—Veux-tu donc te retirer des affaires?

—Jamais! s'écria le père avec énergie, mais j'entendais t'associer sérieusement à mes travaux, marcher avec toi à la découverte, chercher avec toi, creuser, trouver... Qu'est-ce que j'ai fait auprès de ce que je voudrais faire si j'avais deux moi pour penser et agir... Mais, mon bon ami, tu ne peux pas être ce second moi... C'est déplorable!... Hélas! je ne me suis pas préoccupé jadis des influences ataviques, je ne me suis pas suffisamment renseigné jadis!... O jeunesse! Moi, no 1 d'International scientific industrie Institut, j'ai été léger! Car, mon pauvre garçon, je suis obligé d'avouer que ce n'est pas tout à fait ta faute si tu n'as point la cervelle suffisamment scientifique; c'est parbleu bien la faute de ta mère... ou plutôt d'un ancêtre de ta mère... J'ai fait mon enquête un peu tard, j'en conviens, et c'est là que je suis coupable. J'ai fait mon enquête et j'ai découvert dans la famille de ta mère...

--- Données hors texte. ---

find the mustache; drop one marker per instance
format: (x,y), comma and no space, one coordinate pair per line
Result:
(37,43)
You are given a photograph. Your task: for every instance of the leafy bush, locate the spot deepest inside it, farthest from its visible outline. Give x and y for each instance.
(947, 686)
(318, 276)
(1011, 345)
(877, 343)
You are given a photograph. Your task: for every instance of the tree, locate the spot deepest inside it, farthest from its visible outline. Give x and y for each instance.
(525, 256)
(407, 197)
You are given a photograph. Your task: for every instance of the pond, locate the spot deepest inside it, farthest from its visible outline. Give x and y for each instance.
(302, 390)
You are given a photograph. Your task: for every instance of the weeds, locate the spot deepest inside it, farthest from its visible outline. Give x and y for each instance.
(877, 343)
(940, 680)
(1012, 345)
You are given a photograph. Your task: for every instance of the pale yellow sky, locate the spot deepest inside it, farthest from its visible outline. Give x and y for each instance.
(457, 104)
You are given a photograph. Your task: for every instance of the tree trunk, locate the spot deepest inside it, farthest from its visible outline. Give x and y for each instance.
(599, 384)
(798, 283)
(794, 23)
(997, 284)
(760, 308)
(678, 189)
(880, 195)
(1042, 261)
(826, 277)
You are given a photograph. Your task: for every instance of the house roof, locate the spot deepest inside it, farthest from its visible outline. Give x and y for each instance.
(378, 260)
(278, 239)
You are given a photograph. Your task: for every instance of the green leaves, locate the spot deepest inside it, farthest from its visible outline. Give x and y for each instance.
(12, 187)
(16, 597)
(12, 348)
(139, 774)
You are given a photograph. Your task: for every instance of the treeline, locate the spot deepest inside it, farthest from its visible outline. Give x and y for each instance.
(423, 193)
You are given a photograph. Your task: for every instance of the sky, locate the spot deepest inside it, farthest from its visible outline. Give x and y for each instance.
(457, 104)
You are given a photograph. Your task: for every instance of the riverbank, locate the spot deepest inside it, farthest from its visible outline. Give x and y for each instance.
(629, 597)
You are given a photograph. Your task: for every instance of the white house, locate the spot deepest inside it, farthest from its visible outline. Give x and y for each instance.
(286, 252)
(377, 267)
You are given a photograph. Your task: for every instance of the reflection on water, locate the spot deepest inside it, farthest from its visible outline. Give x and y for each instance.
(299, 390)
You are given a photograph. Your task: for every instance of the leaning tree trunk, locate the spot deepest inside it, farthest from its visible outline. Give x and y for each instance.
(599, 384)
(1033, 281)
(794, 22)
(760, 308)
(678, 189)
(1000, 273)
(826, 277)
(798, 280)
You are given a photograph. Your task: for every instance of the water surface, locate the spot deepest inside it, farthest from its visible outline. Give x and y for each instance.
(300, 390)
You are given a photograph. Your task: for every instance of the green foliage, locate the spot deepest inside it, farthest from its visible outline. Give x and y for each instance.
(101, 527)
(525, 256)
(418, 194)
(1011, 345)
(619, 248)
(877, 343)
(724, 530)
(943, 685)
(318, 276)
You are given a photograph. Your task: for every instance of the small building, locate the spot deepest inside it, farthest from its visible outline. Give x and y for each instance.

—Quoi donc? dit Georges Lorris intrigué.

—A trois générations seulement en arrière... une mauvaise note, un vice, une tare...

—Une tare?

—Oui, son arrière-grand-père, c'est-à-dire ton trisaïeul à toi, fut, il y a 115 ans, vers 1840, un...

—Un quoi? Que vas-tu m'apprendre? Tu me fais peur!

—Un artiste!» fit piteusement Philox Lorris en tombant dans un fauteuil.

Georges Lorris ne put s'empêcher de rire avec irrévérence, et, devant ce rire, son père bondit furieusement dans le téléphonoscope.